Festival Vancouver

Baroque Masterworks: Rameau's Pygmalion
Thursday, 14 August 2008 @ 8.00 pm • Chan Centre for the Performing Arts

Cast: Suzie LeBlanc, Nathalie Paulin & Catherine Webster sopranos, Matthew White alto, Colin Balzer & Lawrence Wiliford tenors, and Tyler Duncan baritone - with baroque dancers Marie-Nathalie Lacoursière (choreographer), Stéphanie Brochard & Nina Richmond-Goring, and Early Music Vancouver's Baroque Festival Orchestra


Early Music closed this year’s Festival with a grand finale featuring dramatic music by Marc-Antoine Charpentier and Jean-Philippe Rameau.

Amor vince ogni cosa, the first Charpentier piece is a pastorale set in an Arcadian world where shepherdesses determine to resist the wooing of pining shepherds. Fate takes a hand when a wolf carries off Phyllis’ lamb and a bear attacks Eurilla. (Early Music is to be commended for selecting music so relevant to local current events.) The shepherds save the day and the girls, advised by Pan with rational 18th century logic, realize the only possible reward for such gallantry is to join sense with sensibility and return the shepherds’ love.

This was Baroque lite handled by a master, and the performances were to match. Nathalie Paulin and Catherine Webster had great fun as the shepherdesses without sacrificing beautiful sound, flowing lines or clear diction. Lawrence Wiliford and Colin Balzer sang with exceptional ease and assured style. Tyler Duncan brought to Pan a sense of wise authority and a heart-stoppingly beautiful voice.

Orphée descendant aux Enfers is a darker and far more serious piece. The Orpheus myth has been much set, even in Charpentier’s day. For this cantata he took merely a moment of the story: as Orpheus walks through Hades searching for Eurydice he laments the torments of love. Two of the shades, Tantalus and Ixion find their own eternal torments eased as they listen and realize it is Love which relieves them. Matthew White’s extraordinarily fluid and elegant singing, and the fine, finely-attuned voices of Colin Balzer and Tyler Duncan, created an experience of sheer beauty.

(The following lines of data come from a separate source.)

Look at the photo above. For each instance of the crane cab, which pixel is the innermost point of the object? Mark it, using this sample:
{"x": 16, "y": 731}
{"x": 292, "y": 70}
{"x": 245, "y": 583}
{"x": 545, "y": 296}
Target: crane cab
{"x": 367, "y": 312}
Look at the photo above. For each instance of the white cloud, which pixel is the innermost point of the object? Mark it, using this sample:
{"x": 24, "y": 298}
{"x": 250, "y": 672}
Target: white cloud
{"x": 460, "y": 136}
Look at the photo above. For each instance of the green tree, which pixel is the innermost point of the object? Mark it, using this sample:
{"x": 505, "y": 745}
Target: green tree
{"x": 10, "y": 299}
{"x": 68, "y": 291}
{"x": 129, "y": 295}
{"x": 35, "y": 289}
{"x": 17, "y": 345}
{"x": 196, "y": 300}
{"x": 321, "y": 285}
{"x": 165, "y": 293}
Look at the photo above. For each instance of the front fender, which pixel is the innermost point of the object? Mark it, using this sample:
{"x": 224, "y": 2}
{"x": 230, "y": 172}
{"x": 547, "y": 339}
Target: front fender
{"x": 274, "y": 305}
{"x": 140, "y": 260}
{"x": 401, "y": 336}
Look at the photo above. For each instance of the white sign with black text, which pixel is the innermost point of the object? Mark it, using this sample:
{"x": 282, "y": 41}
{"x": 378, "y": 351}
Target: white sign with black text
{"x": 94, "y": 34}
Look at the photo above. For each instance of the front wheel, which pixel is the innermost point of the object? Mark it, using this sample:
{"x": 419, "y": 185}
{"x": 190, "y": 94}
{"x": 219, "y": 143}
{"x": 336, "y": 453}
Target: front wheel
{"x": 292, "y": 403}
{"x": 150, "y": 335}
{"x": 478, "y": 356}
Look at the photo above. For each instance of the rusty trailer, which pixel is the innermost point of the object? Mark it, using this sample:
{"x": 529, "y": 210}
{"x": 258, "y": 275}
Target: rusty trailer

The singers were joined by Suzie LeBlanc and three dancers, Marie-Nathalie Lacoursière (also the choreographer) Stephanie Brochard and Nina Richmond-Goring for the principal work of the evening, Rameau’s Acte de ballet, Pygmalion. The well-known story of the sculptor obsessed by one of his own statues which is brought to life through the power of love is given an artistic twist: the Statue must learn how to express herself. The Graces are summoned by the god of Love to complete the transformation -- through dance.

Enchanting, melodious, perfectly-phrased performance can be taken for granted from the inimitable Suzie LeBlanc, the only performer required to both sing and dance. Her footwork was as precise and graceful as her singing. The three dancers charmed as the Graces giving a lesson in the court dances of the 18th century. In the smaller roles and chorus parts, the other singers provided splendid support, backed up by the excellent orchestral work.

The star of the evening though was Lawrence Wiliford whose sensitivity and skill brought extraordinary humanity to Pygmalion and whose choice and control of line, articulation and ornament produced a performance of unutterable beauty.

All the singers, as well as conductor Alexander Weimann were drawn into the closing dance, cleverly bringing everything down to earth in style. And it was the musicianship of Weimann, keyboard player and conductor, that created an evening without flaw.